Thursday, October 16, 2008

Sociopaths advise on how to deal with sociopaths, part I

There aren't many places for sociopaths in this world, even on the World Wide Web. There's the elite sociopath website, this blog, and a couple other brave souls I've seen outing themselves anonymously. In contrast, there are a ton of sites and support groups for victims of sociopaths. Sociopaths frequently troll these adding their two cents. And so here we have sociopaths giving advice on how to deal with sociopaths:

"If he's not out to get something else from you (sex, money, whatever), but is after a "relationship", then the following is what happens in my experience: For a brief while, the psychopath "feels" something. He can fool himself into being the very thing that he longs for so dearly: normal. When you're gone, though, his patterns begin to slip. They begin to fade as any memory does. Remember that he can't hang his memories on anything because there is no core to hang them on. To him, you've got part of him walking around in you. He wants that back. If someone had taken a part of who you are, what would you go through to have it again?"

"Psychopaths are natural masters of body language and nuance as it is a survival skill."

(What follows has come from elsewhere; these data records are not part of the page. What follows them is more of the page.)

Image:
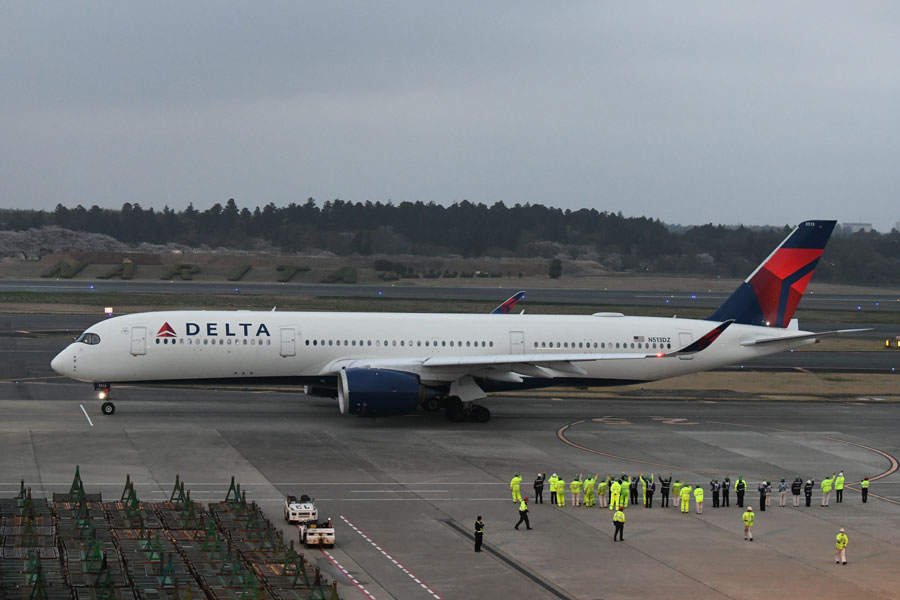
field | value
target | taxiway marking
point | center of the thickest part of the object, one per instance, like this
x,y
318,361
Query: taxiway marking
x,y
390,558
352,579
91,423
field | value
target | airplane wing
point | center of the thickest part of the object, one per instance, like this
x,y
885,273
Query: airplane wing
x,y
508,304
802,336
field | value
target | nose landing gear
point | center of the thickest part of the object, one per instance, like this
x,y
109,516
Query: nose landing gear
x,y
103,392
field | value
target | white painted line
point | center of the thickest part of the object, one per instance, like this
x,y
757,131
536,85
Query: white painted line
x,y
398,491
391,558
349,576
91,423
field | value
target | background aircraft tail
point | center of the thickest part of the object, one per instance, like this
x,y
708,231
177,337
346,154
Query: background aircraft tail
x,y
771,294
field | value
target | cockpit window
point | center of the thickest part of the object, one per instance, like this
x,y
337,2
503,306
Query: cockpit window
x,y
88,338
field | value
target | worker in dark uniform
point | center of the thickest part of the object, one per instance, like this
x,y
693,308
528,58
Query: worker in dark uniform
x,y
664,485
539,488
523,514
479,533
740,486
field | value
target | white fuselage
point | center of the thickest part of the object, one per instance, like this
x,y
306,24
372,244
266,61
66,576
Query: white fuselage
x,y
221,345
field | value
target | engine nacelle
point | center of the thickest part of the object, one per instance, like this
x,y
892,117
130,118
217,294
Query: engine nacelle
x,y
377,392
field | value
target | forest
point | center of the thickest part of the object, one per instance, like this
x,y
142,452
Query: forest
x,y
620,244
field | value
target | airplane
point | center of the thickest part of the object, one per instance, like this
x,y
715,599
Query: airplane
x,y
385,364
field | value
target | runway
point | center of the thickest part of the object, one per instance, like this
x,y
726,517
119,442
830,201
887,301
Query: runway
x,y
406,491
886,301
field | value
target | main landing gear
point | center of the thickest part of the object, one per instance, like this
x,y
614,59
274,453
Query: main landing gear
x,y
456,411
103,392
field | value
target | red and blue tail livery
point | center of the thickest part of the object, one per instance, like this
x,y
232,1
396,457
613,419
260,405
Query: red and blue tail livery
x,y
771,294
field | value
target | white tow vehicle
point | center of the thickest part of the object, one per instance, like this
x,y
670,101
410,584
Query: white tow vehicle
x,y
305,514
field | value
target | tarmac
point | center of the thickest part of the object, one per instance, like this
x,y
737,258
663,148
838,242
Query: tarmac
x,y
404,492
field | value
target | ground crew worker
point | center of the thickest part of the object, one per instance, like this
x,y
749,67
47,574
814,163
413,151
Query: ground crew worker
x,y
748,518
602,491
827,484
840,547
523,514
479,533
619,524
588,487
796,486
575,488
539,488
664,485
516,487
615,490
686,499
740,486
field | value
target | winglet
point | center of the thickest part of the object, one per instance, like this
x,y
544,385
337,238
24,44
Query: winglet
x,y
509,304
704,342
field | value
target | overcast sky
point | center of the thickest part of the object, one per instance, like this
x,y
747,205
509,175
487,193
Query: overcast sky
x,y
690,112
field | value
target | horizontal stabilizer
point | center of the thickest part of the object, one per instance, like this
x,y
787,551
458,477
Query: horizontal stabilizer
x,y
803,336
704,342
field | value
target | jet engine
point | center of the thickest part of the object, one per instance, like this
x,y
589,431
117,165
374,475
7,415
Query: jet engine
x,y
378,392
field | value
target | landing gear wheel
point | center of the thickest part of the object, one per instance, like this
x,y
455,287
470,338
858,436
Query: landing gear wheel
x,y
479,414
454,411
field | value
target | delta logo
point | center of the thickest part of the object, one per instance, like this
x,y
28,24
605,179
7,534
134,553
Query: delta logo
x,y
165,331
216,329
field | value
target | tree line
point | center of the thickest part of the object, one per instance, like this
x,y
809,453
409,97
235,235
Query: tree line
x,y
624,244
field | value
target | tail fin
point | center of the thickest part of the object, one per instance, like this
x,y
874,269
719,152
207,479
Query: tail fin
x,y
771,294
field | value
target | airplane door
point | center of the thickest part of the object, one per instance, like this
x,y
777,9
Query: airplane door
x,y
288,342
684,340
138,340
517,342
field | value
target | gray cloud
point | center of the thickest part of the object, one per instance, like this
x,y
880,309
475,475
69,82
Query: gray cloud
x,y
690,112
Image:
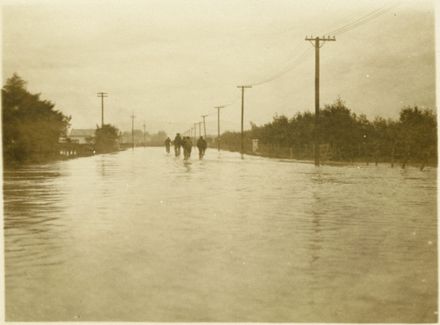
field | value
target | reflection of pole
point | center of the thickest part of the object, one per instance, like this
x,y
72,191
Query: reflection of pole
x,y
132,131
317,46
204,125
102,95
144,134
218,126
242,116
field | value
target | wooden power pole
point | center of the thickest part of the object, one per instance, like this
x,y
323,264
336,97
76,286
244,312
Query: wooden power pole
x,y
242,117
204,125
218,108
317,43
102,95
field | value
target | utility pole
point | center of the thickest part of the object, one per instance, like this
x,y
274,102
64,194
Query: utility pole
x,y
316,44
204,125
195,133
102,95
144,134
132,130
218,125
242,117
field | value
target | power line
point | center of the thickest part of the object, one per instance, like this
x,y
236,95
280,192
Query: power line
x,y
363,20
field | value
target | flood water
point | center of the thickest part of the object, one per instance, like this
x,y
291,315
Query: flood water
x,y
141,236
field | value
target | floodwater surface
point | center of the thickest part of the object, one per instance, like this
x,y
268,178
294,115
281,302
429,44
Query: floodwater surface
x,y
142,236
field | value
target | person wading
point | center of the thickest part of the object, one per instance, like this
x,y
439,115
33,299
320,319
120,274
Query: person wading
x,y
201,144
168,144
187,148
177,143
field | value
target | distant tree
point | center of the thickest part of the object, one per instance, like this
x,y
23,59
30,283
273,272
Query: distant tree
x,y
418,133
106,138
31,126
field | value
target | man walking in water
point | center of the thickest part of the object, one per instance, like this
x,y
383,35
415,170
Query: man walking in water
x,y
187,148
168,144
177,144
201,144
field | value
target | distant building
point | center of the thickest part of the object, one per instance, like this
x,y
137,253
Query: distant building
x,y
82,136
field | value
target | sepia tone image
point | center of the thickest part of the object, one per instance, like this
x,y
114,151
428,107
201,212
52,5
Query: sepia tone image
x,y
219,161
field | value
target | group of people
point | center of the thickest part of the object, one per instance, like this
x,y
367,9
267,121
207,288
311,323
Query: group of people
x,y
186,144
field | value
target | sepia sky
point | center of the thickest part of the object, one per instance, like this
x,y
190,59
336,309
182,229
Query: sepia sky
x,y
170,61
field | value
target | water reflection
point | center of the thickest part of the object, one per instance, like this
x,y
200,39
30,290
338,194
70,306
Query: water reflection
x,y
144,236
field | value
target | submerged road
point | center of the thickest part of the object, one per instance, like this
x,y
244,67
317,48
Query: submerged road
x,y
142,236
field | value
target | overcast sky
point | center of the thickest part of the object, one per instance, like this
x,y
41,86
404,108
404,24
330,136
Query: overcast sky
x,y
171,61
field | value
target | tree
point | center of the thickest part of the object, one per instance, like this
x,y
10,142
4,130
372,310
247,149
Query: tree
x,y
31,126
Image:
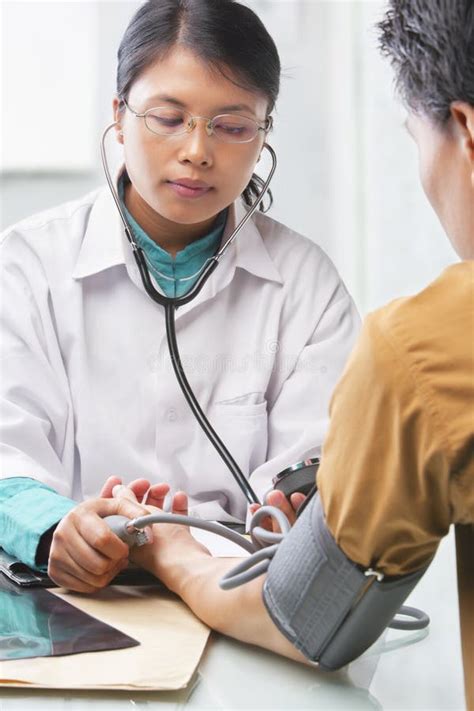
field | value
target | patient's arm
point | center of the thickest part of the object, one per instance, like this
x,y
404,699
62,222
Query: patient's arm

"I've always had anger as long as I can remember. I'm thinking it is the one emotion it seems I can really FEEL."

"It doesn't bother me in the least if people are angry. I believe I rather enjoy it. I'm thinking since I can't have love, might as well have hate."

"I adore a good fight! Not many things will stop me from causing strife wherever I go. I have to have a pretty good reason not to start disassembling social structures."

"The repeated references to narcissists lacking emotion and being unable to love others seems straight out of the typewriter of proselytising evangelists who couldn't made a sentence without relying on either a misconception, an exaggeration, an outright lie, or, as here, irrational generalisations. Did you study your manual? Do you have it all memorised so you can strike out at your proverbial abuser with incomplete medical information and a malicious lack of understanding? At least I've never accused someone of being less-than-human. I just proclaim myself as greater-than-human. Heh."

Wednesday, October 15, 2008

On a friend asking if I'm a sociopath

I sort of self-diagnosed myself five years ago. It seemed to fit. Not everything, of course. I believe that there is a spectrum of the emotionally impaired like there is a spectrum of the blind or the deaf. You are legally blind without your glasses, right? But that doesn't mean that you consider yourself in the same category as completely blind people. Similarly, I may be emotionally impaired without necessarily being handicapped. I think there is a big difference in terms of how people can function in the world depending on where they fall on the spectrum. But I do think that emotional language is like a second language to me. I have to go through several different deductions before I can "empathize" with people, and not just sometimes but most of the time. I do think that I use different strategies to navigate the world than most people--that I have different wiring.

I definitely have sociopathic impulses. I find myself ignoring urges to kill or do great bodily harm to ignoring a temptation to ruin somebody, to even just ignoring the invitation to view the world in a way that would push me to engage in excessively risky behavior. These urges cloud my judgment and take me away from the person I want to be, so I try not to indulge them. I treat them like hallucinations instead. They feel very real, everything feels so real, but I have experienced them frequently enough to know that they are wrong--that I will regret acting on them. So I try to ignore them, just like I would try to ignore the image of a monster breathing fire in my peripheral vision.

Tuesday, October 14, 2008

Overheard at a family wedding

Future in-laws during a toast: "And we'd like to thank the _______ family, who has completely seduced us."

Cousin: "Not surprising, from a family that reads how-to books on seduction."